Trener Dean Klafurić:
— Legia Warszawa (@LegiaWarszawa) 10 lipca 2018
✅ o udziale w @ChampionsLeague
✅ o rozwoju Sebastiana Szymańskiego
✅ o Carlitosie
✅ o nowym systemie taktycznym https://t.co/j3Pin4VyhZ
Cork City to trzykrotny mistrz kraju z lat 1992/1993, 2005 oraz 2017. Nie zasłynął jednak w Europie, bo w kwalifikacjach do europejskich pucharów przygodę zazwyczaj kończył na pierwszej lub drugiej rundzie. Bardzo blisko do fazy grupowej rozgrywek Ligi Europy Irlandczykom było w sezonie 2016/2017 – w trzeciej rundzie wówczas lepszy okazał się belgijski KRC Genk. Rok później udział zakończył na drugim etapie ulegając cypryjskiemu AEK Larnaka. Rywale warszawian to obecny wicelider tabeli, a do pierwszego Dundalk FC tracą zaledwie cztery punkty. Cork może pochwalić się także bardzo szczelną defensywą – w 12. ligowych meczach odniósł jedenaście zwycięstw, raz zremisował. Zdobył aż 23 bramki i stracił zaledwie 3.
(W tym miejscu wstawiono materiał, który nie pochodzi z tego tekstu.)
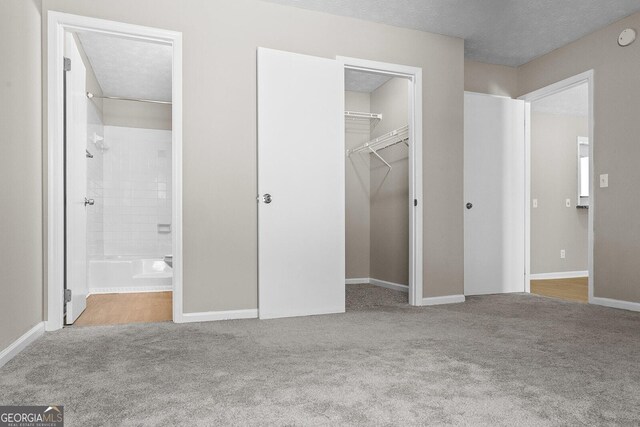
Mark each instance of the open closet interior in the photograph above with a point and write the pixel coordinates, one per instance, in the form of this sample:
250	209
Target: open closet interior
377	187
Początek meczu Cork City z Legią Warszawa został zaplanowany na wtorek na godzinę 20:45. Rewanż odbędzie się tydzień później w Warszawie, a transmisję z drugiego spotkania pokaże TVP. Między meczami z Irlandczykami mistrzów kraju czeka również rywalizacją z Arką Gdynia w konfrontacji o Superpuchar Polski, która rozpocznie się w sobotę o godzinie 20:00.